Introduction
The origins of historical research into childhood are usually traced to the publication of Philippe Ariès's 1960 study, translated into English as Centuries of childhood. Here, Ariès argued that while there have always been children, the concept of ‘childhood’ – the recognition, celebration and, frequently, idealisation of an intermediate stage of life between infancy and adulthood – only developed in the seventeenth century and then primarily among the wealthier middle classes. Later scholars have dismissed Ariès's portrayal of the Middle Ages as a period in which parents had a largely unemotional relationship with their children. However, there has been a general consensus that by the middle of the eighteenth century, certainly in elite families, the child was increasingly being recognised as an individual with needs which differed from those of adults. This chapter, therefore, charts a period of enormous change beginning with the ‘discovery of childhood’ and ending with the insertion of ‘the rights of the child’ into the Irish constitution in 2012.

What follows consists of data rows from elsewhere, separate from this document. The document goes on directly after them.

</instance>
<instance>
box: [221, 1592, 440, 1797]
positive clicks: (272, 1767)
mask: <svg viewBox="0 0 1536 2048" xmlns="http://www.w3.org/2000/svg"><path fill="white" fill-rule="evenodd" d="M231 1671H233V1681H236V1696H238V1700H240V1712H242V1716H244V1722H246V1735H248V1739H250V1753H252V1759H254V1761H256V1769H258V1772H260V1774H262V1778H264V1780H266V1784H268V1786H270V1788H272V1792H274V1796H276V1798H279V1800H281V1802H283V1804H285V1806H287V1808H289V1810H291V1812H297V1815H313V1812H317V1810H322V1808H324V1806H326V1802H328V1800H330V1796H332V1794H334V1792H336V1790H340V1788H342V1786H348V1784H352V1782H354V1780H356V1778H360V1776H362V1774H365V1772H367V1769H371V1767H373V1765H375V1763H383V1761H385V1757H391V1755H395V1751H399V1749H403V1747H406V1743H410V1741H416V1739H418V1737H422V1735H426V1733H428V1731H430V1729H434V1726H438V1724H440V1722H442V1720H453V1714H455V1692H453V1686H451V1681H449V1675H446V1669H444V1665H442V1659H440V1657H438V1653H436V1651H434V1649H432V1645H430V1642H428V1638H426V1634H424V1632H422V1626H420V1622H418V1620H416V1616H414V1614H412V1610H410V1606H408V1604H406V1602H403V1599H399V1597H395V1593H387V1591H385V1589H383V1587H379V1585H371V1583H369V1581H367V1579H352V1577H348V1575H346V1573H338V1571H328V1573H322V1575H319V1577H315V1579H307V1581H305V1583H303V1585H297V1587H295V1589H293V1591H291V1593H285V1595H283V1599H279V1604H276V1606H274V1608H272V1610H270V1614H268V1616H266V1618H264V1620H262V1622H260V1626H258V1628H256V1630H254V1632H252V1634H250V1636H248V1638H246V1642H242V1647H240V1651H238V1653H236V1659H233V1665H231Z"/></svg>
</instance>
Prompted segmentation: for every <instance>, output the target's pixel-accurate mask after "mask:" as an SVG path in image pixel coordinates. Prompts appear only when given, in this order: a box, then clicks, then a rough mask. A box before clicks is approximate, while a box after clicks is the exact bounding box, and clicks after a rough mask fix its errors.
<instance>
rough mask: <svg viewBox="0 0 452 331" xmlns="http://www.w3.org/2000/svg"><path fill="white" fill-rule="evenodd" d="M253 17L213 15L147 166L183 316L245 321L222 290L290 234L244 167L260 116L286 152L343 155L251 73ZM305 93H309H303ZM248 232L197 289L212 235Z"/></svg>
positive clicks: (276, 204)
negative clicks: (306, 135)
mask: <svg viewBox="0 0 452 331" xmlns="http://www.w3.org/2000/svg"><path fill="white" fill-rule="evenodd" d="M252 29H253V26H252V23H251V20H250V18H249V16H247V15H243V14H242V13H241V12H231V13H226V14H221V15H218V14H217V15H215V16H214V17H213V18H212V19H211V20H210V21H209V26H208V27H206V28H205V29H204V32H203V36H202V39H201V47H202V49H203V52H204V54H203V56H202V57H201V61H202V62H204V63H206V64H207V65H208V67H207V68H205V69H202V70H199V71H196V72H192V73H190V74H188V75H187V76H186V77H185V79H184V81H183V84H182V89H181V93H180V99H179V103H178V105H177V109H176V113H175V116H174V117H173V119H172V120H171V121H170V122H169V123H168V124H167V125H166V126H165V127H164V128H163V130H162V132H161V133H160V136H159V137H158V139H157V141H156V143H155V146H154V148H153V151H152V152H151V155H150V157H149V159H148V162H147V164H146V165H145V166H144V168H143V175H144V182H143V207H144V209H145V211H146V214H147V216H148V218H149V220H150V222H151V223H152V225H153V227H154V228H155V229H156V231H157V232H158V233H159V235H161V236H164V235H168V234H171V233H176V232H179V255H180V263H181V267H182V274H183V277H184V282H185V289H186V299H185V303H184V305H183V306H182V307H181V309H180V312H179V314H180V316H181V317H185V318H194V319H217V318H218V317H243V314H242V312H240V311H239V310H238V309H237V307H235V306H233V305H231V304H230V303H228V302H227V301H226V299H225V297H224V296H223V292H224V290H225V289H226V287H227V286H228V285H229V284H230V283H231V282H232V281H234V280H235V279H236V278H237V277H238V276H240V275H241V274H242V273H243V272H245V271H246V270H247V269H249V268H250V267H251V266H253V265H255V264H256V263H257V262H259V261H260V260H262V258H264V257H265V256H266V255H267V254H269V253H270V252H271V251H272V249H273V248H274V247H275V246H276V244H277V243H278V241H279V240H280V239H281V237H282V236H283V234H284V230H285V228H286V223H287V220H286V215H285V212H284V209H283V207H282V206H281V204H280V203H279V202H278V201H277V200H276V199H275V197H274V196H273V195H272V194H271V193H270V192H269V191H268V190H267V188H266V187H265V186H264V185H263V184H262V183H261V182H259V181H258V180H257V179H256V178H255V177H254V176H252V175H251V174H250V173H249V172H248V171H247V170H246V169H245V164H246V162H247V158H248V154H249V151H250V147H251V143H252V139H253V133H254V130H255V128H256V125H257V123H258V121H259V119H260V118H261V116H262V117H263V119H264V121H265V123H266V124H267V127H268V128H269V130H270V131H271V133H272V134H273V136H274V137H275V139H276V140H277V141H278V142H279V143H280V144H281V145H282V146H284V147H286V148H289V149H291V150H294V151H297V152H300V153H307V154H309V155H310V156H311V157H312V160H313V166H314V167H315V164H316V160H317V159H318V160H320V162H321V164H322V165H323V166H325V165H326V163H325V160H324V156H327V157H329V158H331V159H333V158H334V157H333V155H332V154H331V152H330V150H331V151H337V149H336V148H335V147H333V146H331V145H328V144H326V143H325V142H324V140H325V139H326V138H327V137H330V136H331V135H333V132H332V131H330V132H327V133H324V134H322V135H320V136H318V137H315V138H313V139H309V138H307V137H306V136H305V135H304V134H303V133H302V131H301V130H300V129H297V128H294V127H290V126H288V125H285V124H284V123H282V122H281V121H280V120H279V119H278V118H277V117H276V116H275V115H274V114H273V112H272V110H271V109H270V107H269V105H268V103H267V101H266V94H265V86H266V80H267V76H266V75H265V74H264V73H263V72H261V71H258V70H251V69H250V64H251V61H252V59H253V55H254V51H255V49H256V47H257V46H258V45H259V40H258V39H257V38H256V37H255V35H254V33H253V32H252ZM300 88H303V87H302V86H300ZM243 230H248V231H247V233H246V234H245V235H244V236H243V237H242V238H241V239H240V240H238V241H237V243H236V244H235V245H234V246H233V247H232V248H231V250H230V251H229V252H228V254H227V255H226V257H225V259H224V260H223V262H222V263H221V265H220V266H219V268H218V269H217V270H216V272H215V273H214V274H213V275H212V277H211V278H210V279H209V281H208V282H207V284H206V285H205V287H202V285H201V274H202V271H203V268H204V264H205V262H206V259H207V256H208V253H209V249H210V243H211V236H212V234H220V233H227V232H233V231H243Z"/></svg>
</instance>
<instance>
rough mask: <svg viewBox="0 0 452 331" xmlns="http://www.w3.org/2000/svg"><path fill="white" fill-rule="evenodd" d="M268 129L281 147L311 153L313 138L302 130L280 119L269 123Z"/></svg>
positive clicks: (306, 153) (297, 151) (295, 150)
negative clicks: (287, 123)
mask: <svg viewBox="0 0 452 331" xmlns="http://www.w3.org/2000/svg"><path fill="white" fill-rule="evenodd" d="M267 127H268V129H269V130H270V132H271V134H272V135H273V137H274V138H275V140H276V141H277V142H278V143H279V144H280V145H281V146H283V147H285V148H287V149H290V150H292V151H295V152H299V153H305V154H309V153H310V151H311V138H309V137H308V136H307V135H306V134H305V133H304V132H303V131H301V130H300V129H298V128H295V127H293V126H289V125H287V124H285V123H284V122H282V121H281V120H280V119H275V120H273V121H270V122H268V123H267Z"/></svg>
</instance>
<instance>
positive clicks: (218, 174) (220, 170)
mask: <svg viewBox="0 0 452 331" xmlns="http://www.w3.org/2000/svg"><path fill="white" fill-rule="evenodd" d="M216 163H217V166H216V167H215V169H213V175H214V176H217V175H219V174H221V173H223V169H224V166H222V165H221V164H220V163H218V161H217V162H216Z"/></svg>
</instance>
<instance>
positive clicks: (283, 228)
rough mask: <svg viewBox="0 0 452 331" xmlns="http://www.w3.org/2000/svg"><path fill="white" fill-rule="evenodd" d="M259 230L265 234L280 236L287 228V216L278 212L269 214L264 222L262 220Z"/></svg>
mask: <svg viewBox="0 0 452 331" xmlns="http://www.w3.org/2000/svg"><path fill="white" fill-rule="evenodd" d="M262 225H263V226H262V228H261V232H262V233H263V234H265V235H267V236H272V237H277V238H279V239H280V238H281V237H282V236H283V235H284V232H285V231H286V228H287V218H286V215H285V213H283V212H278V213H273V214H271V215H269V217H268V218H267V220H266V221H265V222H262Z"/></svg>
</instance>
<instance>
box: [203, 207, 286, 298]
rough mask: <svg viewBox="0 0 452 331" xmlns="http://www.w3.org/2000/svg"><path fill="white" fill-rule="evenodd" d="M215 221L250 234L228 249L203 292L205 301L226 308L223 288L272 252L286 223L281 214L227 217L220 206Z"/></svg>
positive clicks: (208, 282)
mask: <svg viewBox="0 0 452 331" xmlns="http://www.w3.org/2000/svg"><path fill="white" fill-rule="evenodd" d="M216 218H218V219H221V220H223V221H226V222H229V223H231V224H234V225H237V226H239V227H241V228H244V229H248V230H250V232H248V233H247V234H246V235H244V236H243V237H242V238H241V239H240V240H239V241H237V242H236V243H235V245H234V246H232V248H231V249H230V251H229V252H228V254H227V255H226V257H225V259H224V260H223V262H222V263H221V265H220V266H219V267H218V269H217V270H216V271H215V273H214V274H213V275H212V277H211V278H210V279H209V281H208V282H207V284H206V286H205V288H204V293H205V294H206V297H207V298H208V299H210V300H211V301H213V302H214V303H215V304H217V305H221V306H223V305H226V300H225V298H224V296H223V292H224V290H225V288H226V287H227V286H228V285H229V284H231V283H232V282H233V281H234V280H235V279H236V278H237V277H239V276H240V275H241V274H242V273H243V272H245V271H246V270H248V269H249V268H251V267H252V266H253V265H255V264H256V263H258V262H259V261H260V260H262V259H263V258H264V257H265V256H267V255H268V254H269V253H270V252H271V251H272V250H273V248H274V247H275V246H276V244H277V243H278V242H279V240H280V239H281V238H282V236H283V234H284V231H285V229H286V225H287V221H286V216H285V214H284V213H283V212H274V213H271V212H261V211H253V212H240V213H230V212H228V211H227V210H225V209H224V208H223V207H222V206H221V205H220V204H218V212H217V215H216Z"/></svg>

Ariès inspired the development of a new field of scholarship, employing age – like gender, race or class – as a tool of historical enquiry. Methodologically, this poses challenges for historians as even within a limited region and timeframe, the definition and experience of ‘childhood’ is not universal. Furthermore, children are less likely than adults to have created records that have been preserved and, where they are extant, these sources may elude analysis by the modern adult. Historians are usually dependent on sources written or recorded by adults and, in consequence, Harry Hendrick has asked ‘can the history of children/childhood ever be more than that of what adults have done to children and how they conceptualised childhood?’ This question is not merely rhetorical. Internationally, the historiography of childhood has evolved from concentration on the changing ways in which adults – whether parents, philosophers, philanthropists or politicians – represented and thought about children, to studies of the increasing intervention by states into the lives of poor, ‘criminal’, illegitimate and other vulnerable children, to attempts through the use of such sources as oral histories, memoirs, folklore collections and children's literature to discover the authentic voices, and the agency, of children in the past.